Al mirar por el agujero en la pared, más allá del color y la luminiscencia, mis ojos presenciaron un mundo gris, lleno de rostros humanos a quienes la tétrica mancha había consumido. Las babosas se alimentaban de los pobres desgraciados, presas de sus garras.
En ese momento, un gato negro —que sabrá el cielo de dónde salió— me sacó del trance al botar una caja de cartón de leche, en la cual un niño llamado Vincent se advertía como persona desaparecida. Esos segundos fueron cruciales para mi escape, ya que al retirar mi mirada del portal pude dar pasos atrás y sostuve la caja en mis manos.
Levanté la mirada lentamente y, frente a mí, de aquel frenesí de colores, salía una sombra; primero una mano gris, después un brazo, y lentamente una cabeza humana totalmente seca, que aunque poco reconocible por lo desgastado de la carne, pude identificar como la del pequeño de los afiches. La mueca siniestra en su rostro reflejaba un dolor indescriptible, y todo el color del infortunado infante había sido devorado.
La cabeza cercenada del chico cayó a mis pies, y con un grito salí corriendo a toda velocidad de la casa que queda más allá de la cordura, de lo imaginable y de lo descriptible en esta dimensión.
Nadie me creyó. Denuncié la situación y los habitantes lo tomaron como una mala broma. Me culparon por jugar con la desaparición de Vincent y lo perdí todo. Me tacharon de loco, porque, después de todo, la casucha nunca tuvo un dueño llamado Sr. Torre, y la fachada llevaba abandonada años, sin ningún vestigio de presencia humana o animal.

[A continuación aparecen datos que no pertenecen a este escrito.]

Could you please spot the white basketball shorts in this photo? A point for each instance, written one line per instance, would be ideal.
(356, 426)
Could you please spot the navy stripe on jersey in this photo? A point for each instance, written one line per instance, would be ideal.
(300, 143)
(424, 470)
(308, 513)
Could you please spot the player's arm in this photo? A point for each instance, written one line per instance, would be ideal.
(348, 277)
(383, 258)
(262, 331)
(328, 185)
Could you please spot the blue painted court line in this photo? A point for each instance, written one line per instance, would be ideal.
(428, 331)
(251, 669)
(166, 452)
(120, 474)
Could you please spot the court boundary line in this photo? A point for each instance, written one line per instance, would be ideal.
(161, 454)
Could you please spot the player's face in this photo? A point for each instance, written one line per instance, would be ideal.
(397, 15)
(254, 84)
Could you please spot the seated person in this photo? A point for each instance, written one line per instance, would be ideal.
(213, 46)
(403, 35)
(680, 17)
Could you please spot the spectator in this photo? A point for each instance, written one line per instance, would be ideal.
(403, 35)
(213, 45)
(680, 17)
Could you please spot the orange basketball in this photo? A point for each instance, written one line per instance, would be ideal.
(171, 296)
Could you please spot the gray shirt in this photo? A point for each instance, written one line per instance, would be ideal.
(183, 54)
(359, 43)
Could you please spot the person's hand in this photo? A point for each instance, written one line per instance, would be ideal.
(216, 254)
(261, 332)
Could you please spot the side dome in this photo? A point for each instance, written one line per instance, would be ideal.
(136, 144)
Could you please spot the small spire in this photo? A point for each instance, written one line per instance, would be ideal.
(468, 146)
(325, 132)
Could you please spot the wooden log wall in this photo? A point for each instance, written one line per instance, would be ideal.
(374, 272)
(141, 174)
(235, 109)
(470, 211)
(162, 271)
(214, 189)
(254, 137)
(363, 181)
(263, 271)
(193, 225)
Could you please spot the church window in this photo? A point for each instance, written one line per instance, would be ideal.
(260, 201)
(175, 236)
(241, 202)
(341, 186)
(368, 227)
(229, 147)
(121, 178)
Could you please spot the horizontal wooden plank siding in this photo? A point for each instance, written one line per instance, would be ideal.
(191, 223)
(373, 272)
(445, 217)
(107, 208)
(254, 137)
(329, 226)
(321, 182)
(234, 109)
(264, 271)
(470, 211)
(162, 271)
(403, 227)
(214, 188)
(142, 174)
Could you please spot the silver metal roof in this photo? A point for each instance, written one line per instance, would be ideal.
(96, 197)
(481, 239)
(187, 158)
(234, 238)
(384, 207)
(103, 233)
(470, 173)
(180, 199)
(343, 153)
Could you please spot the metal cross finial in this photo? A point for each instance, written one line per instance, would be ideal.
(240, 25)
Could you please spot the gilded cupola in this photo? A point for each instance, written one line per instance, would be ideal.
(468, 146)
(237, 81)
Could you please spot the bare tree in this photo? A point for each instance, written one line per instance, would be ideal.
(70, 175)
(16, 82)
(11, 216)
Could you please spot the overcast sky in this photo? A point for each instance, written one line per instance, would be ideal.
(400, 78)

Escribo esto desde mis ahora aposentos blancos, adormecido por un cóctel de pastillas que son mis compañeras en el día a día. Con esfuerzo pude, de contrabando, conseguir papel y lápiz para escribir este relato, como advertencia de que sí hay cosas que exceden el entendimiento humano. Sé con certeza que aquellas babosas habitan en las sombras, robando el color de todo. Es por eso que siempre pido que la luz permanezca encendida, iluminando las paredes vacías de mi habitación.
La promesa de poder era cierta. El conocimiento es una fuerza universal increíble, pero lo cierto es que también es una condena. Espero que alguna alma me crea, y aun si no lo hacen, aquella noche, en aquella casa, la vida de este hombre —a quien el brazalete en su muñeca nombra como León Huerta— cambió para siempre.